John Habergham, Myton Law, Hull U.K.

[Ed Note: the following is a summary of remarks made by John Habergham at a recent BIFA Regional Meeting]

It is 10 years since the last revision of Incoterms, 2010,
and I think that, although much anticipated, the new version appears to be a
bit of a damp squib.  Certainly, on an
immediate view, there appears to be little significant change.

First, there has been a re-ordering of the rules which apply to any mode of transport: Delivered at places (DAP) now being placed ahead of what was delivered at terminal (DAT).

This is because in DAP, delivery takes place when the goods
are made available to the buyer on the arriving means of transport ready for
unloading.  Under what was DAT, delivery
took place once the act of unloading had taken place.  Therefore, logically, DAP should come ahead
of DAT because it has a lesser obligation upon the seller. 

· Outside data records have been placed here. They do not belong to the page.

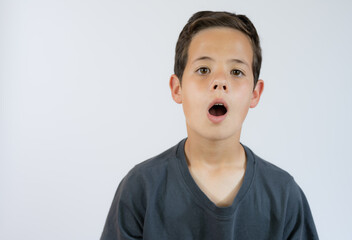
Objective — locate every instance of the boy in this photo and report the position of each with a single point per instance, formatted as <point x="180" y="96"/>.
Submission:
<point x="211" y="186"/>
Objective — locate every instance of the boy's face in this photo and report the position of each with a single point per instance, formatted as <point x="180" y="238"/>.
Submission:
<point x="218" y="71"/>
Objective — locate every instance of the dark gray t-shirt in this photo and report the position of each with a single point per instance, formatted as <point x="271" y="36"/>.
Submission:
<point x="159" y="200"/>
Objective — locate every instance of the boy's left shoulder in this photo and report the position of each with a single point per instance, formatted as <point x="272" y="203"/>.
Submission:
<point x="268" y="173"/>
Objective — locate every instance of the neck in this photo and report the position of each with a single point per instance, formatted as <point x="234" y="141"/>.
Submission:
<point x="214" y="153"/>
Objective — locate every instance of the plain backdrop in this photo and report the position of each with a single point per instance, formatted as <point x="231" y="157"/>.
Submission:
<point x="85" y="97"/>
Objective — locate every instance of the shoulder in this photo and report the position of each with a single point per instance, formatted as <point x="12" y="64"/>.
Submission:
<point x="266" y="171"/>
<point x="150" y="172"/>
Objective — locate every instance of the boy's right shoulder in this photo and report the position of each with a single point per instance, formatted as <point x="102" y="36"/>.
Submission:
<point x="155" y="167"/>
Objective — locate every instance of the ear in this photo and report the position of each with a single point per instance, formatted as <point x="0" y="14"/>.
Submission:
<point x="257" y="92"/>
<point x="175" y="87"/>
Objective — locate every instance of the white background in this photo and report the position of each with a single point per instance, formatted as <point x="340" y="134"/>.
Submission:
<point x="85" y="97"/>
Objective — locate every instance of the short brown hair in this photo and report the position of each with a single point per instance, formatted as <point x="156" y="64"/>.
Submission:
<point x="207" y="19"/>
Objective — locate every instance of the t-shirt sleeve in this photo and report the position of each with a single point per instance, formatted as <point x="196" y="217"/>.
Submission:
<point x="125" y="217"/>
<point x="299" y="222"/>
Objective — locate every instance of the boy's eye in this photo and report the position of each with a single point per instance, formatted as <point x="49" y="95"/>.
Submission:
<point x="203" y="70"/>
<point x="236" y="72"/>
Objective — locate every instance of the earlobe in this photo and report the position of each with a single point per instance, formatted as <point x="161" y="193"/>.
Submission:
<point x="175" y="87"/>
<point x="257" y="92"/>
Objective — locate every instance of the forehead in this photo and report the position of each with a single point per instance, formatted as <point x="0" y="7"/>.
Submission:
<point x="221" y="42"/>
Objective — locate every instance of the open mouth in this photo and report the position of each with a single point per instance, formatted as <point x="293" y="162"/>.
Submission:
<point x="218" y="109"/>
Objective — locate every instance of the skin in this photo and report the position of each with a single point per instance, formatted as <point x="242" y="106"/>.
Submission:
<point x="219" y="66"/>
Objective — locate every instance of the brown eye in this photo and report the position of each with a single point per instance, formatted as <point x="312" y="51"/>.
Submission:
<point x="203" y="71"/>
<point x="236" y="72"/>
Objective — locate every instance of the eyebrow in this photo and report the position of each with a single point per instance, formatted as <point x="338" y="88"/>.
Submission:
<point x="231" y="60"/>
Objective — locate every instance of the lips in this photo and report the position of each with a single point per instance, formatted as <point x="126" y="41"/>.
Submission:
<point x="217" y="110"/>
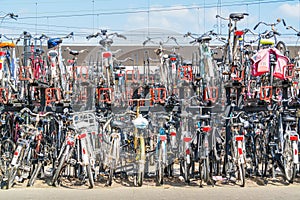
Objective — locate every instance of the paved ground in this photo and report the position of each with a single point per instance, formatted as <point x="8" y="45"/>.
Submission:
<point x="173" y="189"/>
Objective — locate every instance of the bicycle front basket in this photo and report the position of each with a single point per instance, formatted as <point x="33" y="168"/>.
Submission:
<point x="53" y="42"/>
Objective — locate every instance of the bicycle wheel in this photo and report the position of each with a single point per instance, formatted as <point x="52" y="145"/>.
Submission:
<point x="110" y="175"/>
<point x="141" y="163"/>
<point x="261" y="155"/>
<point x="185" y="168"/>
<point x="7" y="148"/>
<point x="11" y="177"/>
<point x="90" y="175"/>
<point x="241" y="174"/>
<point x="35" y="174"/>
<point x="6" y="74"/>
<point x="59" y="169"/>
<point x="113" y="161"/>
<point x="281" y="47"/>
<point x="159" y="178"/>
<point x="288" y="163"/>
<point x="204" y="169"/>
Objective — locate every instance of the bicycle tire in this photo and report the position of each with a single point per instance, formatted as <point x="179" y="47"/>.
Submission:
<point x="113" y="155"/>
<point x="289" y="166"/>
<point x="6" y="74"/>
<point x="7" y="147"/>
<point x="35" y="174"/>
<point x="282" y="47"/>
<point x="159" y="178"/>
<point x="11" y="177"/>
<point x="204" y="170"/>
<point x="141" y="162"/>
<point x="58" y="170"/>
<point x="241" y="175"/>
<point x="261" y="155"/>
<point x="90" y="175"/>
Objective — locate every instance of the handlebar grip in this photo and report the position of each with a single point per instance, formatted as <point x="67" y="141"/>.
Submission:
<point x="255" y="27"/>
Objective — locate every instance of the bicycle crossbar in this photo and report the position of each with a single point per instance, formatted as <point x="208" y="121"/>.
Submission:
<point x="185" y="73"/>
<point x="52" y="95"/>
<point x="158" y="95"/>
<point x="3" y="95"/>
<point x="211" y="94"/>
<point x="105" y="95"/>
<point x="24" y="73"/>
<point x="265" y="93"/>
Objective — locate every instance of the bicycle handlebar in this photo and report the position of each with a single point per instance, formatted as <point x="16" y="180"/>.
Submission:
<point x="234" y="117"/>
<point x="27" y="110"/>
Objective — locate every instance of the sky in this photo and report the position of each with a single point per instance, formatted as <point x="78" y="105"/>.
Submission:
<point x="138" y="19"/>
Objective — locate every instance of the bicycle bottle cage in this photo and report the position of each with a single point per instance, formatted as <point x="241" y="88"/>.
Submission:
<point x="3" y="95"/>
<point x="289" y="71"/>
<point x="211" y="94"/>
<point x="7" y="45"/>
<point x="53" y="42"/>
<point x="25" y="73"/>
<point x="238" y="32"/>
<point x="2" y="53"/>
<point x="238" y="75"/>
<point x="81" y="73"/>
<point x="83" y="94"/>
<point x="265" y="93"/>
<point x="104" y="95"/>
<point x="52" y="95"/>
<point x="132" y="76"/>
<point x="185" y="73"/>
<point x="158" y="95"/>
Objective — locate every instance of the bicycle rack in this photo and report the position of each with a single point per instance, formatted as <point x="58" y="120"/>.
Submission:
<point x="185" y="73"/>
<point x="211" y="94"/>
<point x="265" y="93"/>
<point x="24" y="73"/>
<point x="289" y="71"/>
<point x="158" y="95"/>
<point x="251" y="89"/>
<point x="52" y="95"/>
<point x="105" y="95"/>
<point x="83" y="94"/>
<point x="132" y="76"/>
<point x="81" y="73"/>
<point x="4" y="95"/>
<point x="239" y="75"/>
<point x="129" y="93"/>
<point x="140" y="102"/>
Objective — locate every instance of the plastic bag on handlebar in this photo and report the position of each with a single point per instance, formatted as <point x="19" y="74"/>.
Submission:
<point x="53" y="42"/>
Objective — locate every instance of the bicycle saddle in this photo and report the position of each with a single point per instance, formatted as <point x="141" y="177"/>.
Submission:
<point x="204" y="38"/>
<point x="289" y="119"/>
<point x="74" y="52"/>
<point x="236" y="16"/>
<point x="117" y="124"/>
<point x="39" y="52"/>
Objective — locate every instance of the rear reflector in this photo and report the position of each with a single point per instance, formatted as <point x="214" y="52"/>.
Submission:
<point x="2" y="53"/>
<point x="163" y="137"/>
<point x="240" y="150"/>
<point x="173" y="133"/>
<point x="294" y="138"/>
<point x="81" y="136"/>
<point x="206" y="128"/>
<point x="188" y="152"/>
<point x="238" y="33"/>
<point x="106" y="54"/>
<point x="187" y="139"/>
<point x="239" y="138"/>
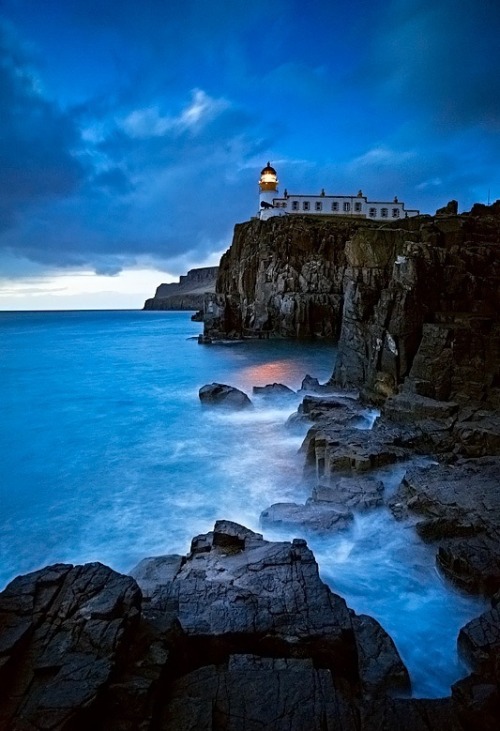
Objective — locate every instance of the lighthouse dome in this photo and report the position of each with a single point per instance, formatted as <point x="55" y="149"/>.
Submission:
<point x="268" y="170"/>
<point x="268" y="178"/>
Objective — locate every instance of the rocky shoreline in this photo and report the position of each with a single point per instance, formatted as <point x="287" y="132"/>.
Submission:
<point x="241" y="633"/>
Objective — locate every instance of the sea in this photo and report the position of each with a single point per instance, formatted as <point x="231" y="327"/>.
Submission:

In any event, DAT has become DPU – delivered at place
unloaded.  The purpose really is to
emphasise that as this rule was applicable for carriage by any mode of
transport, the place of delivery need not be a “terminal” that is more
synonymous with carriage by sea.

But the International Chamber of Commerce, themselves, don’t
think that the changes are cosmetic. 
They are of the view that their changes are substantial attempts to make
the international trading community more readily understand the rules, how they
work and which may, therefore, have been more appropriate for their particular
line of business.

In this regard, what were Guidance Notes and which appear at
the start of each particular rule are now titled “Explanatory Notes for Users”
and they are more detailed.  There are
more schematics. The idea is to explain when risk transfers and how costs are
allocated.  As ever, the idea is that the
more certainty there is in these matters, the less potential for disputes.

Costs: A further example is costs.  Previously, costs could be found amongst the various lettered paragraphs.  What they have done now is to lump costs into one particular place so it is, as they say, a “one stop list of costs”.

Security, reflecting the heightened status of security in the world as a whole, and noting that the security related obligations are mainly to do with carriage, security related obligations are included in the carriage requirements of each particular rule.  Security relating to costs are also given a more prominent position in the costs article.  See A4 and A7 of each Incoterm rule and A9 and B9.

Insurance: remember that CIF applies to carriage by sea.  CIP, which is essentially the same obligations upon the seller, applies to any mode of transport.

In the 2010 Rules, the obligation in this regard was to
procure cover on Institute of Cargo Clauses C – in other words the minimum
cover and itemising perils.  There was
pressure to have the bench mark to be 
ICC(A) – all risks.  But in the
end, after some debate, and after pressure from certain industry sectors, it
was agreed that ICC (C) should remain for ocean carriage – CIF,; but for CIP,
ICC(A) would be the norm.  In either
stance, parties can contract for either higher or lower standards of cover.

Own carriage: previous Incoterms were premised on carriage by a third party.

But in their deliberations leading up to Incoterms 2020, the
committee realised that, in some instances, both sellers and buyers were using
their own transport and the rules didn’t appear to take into account this
scenario.  So, certain of the rules, FCA
(applicable to buyers) and DAP, DPU and DDP (applicable to sellers) the now
cater not only for making a contract of carriage but also for simply arranging
the necessary carriage.

Bills of lading and FCA: In FCA sales, it was considered that banks, in documentary credit type transactions, would want an “on board” notation in the bill of lading.  But delivery under the FCA rule occurs before loading on board the vessel.  This is because FCA can be used for any mode of transport and there may be a road leg before ocean carriage.  Delivery can take place at the seller’s premises.  So an on board bill of lading would be difficult to obtain.  To solve this particular problem, FCA now provides an additional option the parties can agree that the buyer will instruct its carrier to issue an on board bill of lading to the seller after the loading of goods, the seller then being obliged to tender that bill to the buyer – typically through the banks in a documentary credit type transaction.  The ICC were clearly unhappy about this blurring but made it clear that they were simply responding to a market driven need.